In 2022, KXTV and reporter Brandon Rittiman were honored with a Alfred I. duPont–Columbia University Award for a series on the role electrical utility PG&E played in sparking the Camp Fire in 2018. The station won another in 2025 for "The Wild West of Education", a news series by reporter Andie Judson over failings and financial improprieties at Highlands Community Charter and Technical Schools.

===Non-news programming===
From the late 1980s to early 1990s, KXTV produced two nationally syndicated magazine programs: Scratch (which was aimed at young adults) and Pulse (which covered medical news), as well as Biba's Italian Kitchen, hosted by local restaurateur Biba Caggiano.

===Notable former on-air staff===
- Kiran Chetry
- Dana Jacobson

==Technical information and subchannels==
KXTV is broadcast from a transmitter facility and tower shared with KOVR in Walnut Grove. Its signal is multiplexed:

Subchannels of KXTV
| Subchannel | Res.Tooltip Display resolution | Short name | Programming |
| 10.1 | 720p | KXTV | ABC |
| 10.2 | 480i | Crime | True Crime Network (4:3) |
| 10.3 | Quest | Quest |
| 10.4 | Laff | Laff |
| 10.5 | COMET | Comet |
| 10.6 | Nest | The Nest |
| 10.7 | OPEN | (Blank) |
| 10.8 | QVC |
| 10.9 | ShopLC | Shop LC |

KXTV began broadcasting its digital signal on UHF channel 61 in 1999. The station shut down its analog signal, over VHF channel 10, on June 12, 2009, as part of the federally mandated transition from analog to digital television; channel 61 was removed from television use as part of the transition, and the digital signal relocated to VHF channel 10.

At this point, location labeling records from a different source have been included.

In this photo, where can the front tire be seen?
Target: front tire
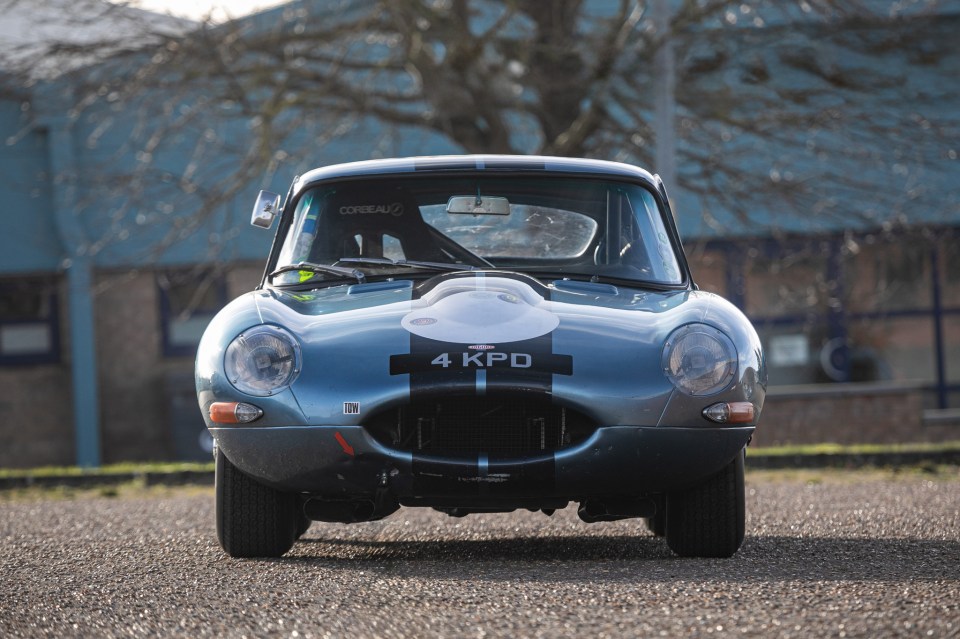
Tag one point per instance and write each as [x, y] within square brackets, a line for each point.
[253, 520]
[708, 519]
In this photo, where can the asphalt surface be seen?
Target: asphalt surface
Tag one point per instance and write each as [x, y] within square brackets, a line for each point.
[853, 555]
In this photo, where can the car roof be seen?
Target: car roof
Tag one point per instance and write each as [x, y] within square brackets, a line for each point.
[471, 163]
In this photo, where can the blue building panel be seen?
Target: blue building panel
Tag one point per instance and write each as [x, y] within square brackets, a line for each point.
[29, 242]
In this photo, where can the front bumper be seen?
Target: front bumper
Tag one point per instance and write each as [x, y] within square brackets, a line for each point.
[344, 462]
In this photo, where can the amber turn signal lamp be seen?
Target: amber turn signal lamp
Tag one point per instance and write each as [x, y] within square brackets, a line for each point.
[234, 413]
[730, 413]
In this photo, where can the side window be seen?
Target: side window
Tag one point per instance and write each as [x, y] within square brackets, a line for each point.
[188, 301]
[29, 321]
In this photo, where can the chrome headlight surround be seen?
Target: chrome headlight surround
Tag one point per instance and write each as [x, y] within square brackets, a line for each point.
[263, 360]
[699, 360]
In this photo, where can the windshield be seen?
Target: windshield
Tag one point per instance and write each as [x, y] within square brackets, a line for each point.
[569, 226]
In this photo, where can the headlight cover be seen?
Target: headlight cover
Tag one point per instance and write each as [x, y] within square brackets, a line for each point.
[263, 360]
[699, 360]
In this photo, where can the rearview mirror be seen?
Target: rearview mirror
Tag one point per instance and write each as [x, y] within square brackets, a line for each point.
[266, 208]
[476, 205]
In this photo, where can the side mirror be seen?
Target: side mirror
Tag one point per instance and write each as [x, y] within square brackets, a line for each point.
[266, 208]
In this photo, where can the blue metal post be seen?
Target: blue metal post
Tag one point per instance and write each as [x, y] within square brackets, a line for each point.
[79, 269]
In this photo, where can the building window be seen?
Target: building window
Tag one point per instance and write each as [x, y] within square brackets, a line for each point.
[29, 321]
[188, 301]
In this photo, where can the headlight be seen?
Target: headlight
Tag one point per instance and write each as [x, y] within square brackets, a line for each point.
[699, 359]
[262, 360]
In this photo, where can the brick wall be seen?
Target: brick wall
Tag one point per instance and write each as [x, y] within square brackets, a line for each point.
[848, 414]
[36, 409]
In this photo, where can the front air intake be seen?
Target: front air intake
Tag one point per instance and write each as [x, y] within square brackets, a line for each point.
[457, 427]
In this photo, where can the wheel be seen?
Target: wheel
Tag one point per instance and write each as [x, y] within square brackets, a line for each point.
[707, 520]
[302, 522]
[253, 520]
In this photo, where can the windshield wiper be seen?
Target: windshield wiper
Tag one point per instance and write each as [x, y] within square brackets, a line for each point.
[433, 266]
[324, 269]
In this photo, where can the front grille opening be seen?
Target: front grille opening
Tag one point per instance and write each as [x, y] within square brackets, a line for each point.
[469, 426]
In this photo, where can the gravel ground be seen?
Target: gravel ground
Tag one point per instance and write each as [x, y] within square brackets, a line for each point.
[847, 555]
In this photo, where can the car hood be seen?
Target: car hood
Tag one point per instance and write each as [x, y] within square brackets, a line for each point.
[371, 347]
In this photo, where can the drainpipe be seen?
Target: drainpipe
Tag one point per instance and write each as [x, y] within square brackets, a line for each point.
[664, 65]
[79, 270]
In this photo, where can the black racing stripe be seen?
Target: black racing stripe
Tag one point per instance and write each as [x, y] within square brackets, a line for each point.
[430, 164]
[516, 165]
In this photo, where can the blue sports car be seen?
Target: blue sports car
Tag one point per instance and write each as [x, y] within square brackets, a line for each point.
[478, 334]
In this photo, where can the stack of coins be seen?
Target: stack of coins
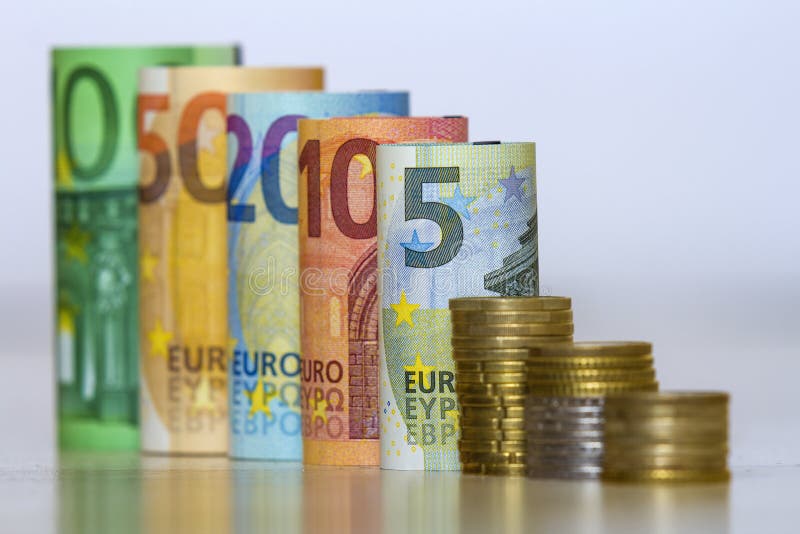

In 2014, KXTV filed to build a digital replacement translator broadcasting with 15 kW on UHF channel 36, located on the Weather Tower, to improve reception in the immediate Sacramento area. Construction of the translator was completed in October 2018.

Though it does not host any additional subchannels, KXTV is part of Sacramento's ATSC 3.0 (NextGen TV) deployment on KQCA, which began operating in July 2021.